The aim is to make yacht chartering faster, simpler and more straightforward. Visitors start by taking 360-degree virtual tours and browsing pictures. They then pre-select a yacht, negotiate the charter price directly with the owner or their agent, and complete the reservation with an online transaction. Guests even benefit from luxury concierge partners and other perks to make the journey smoother.

Apps Vs Traditional Brokers

Can yacht charter platforms compete with traditional superyacht brokerage houses?

Boutique firms such as SuperYachtsMonaco do not think so and the reason comes down to basic economics. Managing Director of the company, Jim Evans says “If a company is offering the handle of yacht charters at a vastly reduced commission rate, then they are operating on the slimmest of profit margins and cannot offer the kind of comprehensive customer service that is required."

Face-to-face client service is king in the world of superyachts, not to mention brokers’ in-depth knowledge of the yacht, its crew, and their reputation. It’s this fully bespoke tailoring of a yacht to a client’s exacting requirements that has justified the standard industry commissions of 15 percent to the broker and an additional 5 percent to the central agent, compared to apps reduced commission of 8 percent if a yacht is booked directly through the platform, or 4 percent if the booking is made through a broker.

Successful Partnership

It is easy to understand that hailing a $10 taxi ride with Uber is not comparable to a booking a $500,000 yacht charter on your iPhone, but there is certainly an argument to be made for revolutionizing the methods of traditional superyacht brokerage houses—or, in fact, uniting the two.

Dubbed the “Airbnb for boats,” new charter platform Borrow A Boat teamed up with central agency Ocean Independence in June 2019 to launch its sub-brand Borrow A Boat Plus. The move means that Ocean Independence’s 100-strong fleet of luxury superyachts is now available for charter through Borrow A Boat Plus around the world, alongside the platform’s existing portfolio of 17,000 vessels.

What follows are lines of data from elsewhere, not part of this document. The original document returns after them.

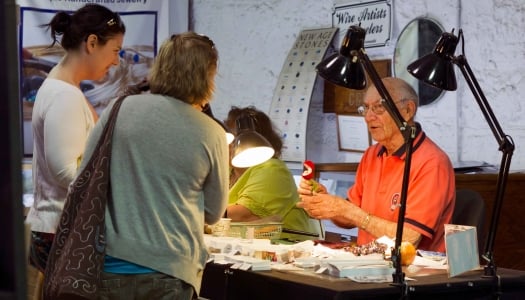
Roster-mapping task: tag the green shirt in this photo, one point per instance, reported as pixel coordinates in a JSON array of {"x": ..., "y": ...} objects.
[{"x": 269, "y": 189}]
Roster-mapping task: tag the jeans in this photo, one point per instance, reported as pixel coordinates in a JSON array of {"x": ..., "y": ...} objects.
[{"x": 144, "y": 286}]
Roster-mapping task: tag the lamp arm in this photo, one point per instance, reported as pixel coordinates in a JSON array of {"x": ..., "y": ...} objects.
[
  {"x": 506, "y": 146},
  {"x": 409, "y": 133}
]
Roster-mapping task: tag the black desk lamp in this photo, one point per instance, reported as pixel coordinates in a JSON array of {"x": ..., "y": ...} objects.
[
  {"x": 346, "y": 69},
  {"x": 437, "y": 69},
  {"x": 249, "y": 147}
]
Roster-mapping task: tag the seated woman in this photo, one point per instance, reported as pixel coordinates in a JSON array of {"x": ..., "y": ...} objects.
[{"x": 267, "y": 189}]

The agency understands that working with a technology leader is essential and the secret is keeping the best of both. The app reaches a wider, younger audience whilst delivering a top-level service, expert advice, diverse knowledge, and financial security.

A flexible and accessible approach that embraces a new generation of digitally-minded charterers does seem to be the preferred method, and with 236 years of history and experience under its belt Camper & Nicholsons, the oldest superyacht brokerage firm in the world is aiming to do just that.

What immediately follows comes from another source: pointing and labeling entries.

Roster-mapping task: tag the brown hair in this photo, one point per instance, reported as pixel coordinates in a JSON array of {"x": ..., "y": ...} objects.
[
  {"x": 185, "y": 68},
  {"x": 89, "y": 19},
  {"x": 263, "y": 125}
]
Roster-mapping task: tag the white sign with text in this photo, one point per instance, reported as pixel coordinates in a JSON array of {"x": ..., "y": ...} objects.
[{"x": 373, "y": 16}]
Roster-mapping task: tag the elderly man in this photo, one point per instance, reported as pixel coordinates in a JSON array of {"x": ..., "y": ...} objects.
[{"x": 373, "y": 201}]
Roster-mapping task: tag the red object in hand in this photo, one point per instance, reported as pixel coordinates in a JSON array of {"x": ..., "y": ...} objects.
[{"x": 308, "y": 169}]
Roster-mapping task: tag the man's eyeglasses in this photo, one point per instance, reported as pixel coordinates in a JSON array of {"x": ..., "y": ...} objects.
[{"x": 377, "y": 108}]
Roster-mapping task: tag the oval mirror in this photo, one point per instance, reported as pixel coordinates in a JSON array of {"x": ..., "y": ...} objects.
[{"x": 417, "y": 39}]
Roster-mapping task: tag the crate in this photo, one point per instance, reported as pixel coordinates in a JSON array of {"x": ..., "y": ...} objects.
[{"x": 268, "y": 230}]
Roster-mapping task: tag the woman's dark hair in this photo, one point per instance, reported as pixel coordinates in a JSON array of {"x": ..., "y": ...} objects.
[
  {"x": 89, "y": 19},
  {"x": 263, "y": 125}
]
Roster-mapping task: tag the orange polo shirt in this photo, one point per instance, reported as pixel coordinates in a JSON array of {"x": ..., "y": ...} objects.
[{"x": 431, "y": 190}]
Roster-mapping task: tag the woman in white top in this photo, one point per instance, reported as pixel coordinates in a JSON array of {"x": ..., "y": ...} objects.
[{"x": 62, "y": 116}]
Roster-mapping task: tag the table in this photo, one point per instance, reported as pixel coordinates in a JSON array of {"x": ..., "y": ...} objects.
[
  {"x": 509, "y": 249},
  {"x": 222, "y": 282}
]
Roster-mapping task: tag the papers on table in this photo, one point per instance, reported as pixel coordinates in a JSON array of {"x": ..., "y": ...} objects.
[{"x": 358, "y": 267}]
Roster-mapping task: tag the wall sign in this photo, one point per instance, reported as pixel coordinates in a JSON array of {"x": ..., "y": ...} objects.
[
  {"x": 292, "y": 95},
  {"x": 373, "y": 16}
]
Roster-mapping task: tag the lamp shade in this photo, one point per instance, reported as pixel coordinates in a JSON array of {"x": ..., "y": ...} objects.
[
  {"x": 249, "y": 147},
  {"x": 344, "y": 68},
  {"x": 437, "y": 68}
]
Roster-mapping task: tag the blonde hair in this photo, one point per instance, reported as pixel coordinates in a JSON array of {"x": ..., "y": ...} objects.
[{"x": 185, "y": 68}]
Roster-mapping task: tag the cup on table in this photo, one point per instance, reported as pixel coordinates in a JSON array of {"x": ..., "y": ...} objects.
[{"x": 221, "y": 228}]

In early June 2019, C&N announced a technology merger with Hong Kong-based NowBoat. “We interpreted the changes in the market and tried to organize the company with new tools and a new strategy to approach the market without losing our experience, human contact, and human touch,” says Paolo Casanis, C&N's Chief Executive.

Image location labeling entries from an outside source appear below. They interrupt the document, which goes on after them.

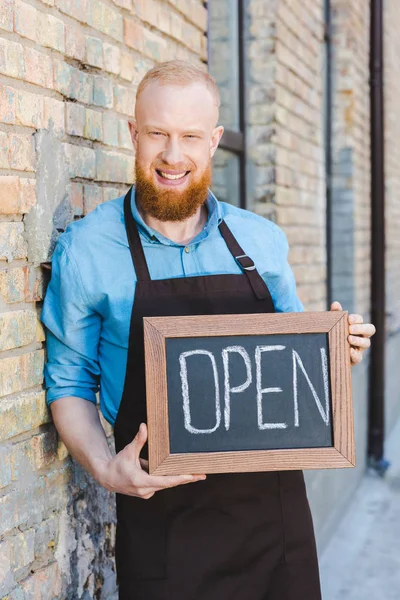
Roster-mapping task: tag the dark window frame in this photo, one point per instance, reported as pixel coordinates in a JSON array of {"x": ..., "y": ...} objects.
[{"x": 235, "y": 141}]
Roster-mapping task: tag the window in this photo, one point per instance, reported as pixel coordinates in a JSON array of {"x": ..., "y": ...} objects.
[{"x": 225, "y": 61}]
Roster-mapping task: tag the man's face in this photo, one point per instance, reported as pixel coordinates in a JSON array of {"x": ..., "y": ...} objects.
[{"x": 175, "y": 136}]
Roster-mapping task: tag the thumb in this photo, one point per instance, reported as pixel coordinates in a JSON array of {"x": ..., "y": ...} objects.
[
  {"x": 336, "y": 305},
  {"x": 139, "y": 440}
]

By taking NowBoat’s digital know-how in-house, C&N is using it to create an advanced platform that will distill yacht intelligence (including fuel usage, marina logs, staff profiles, and search history), speed up operations, improve the process of new enquiries, and to get in touch with a new generation of owners. Importantly, its focus is on furthering the digital experience for both clients and brokers.

The fact is that the market is demanding a digital revolution and this will be essential to reach younger yacht buyers and charterers and if brokerage houses want to survive through the digital era, they need to have a strategy for the digital world.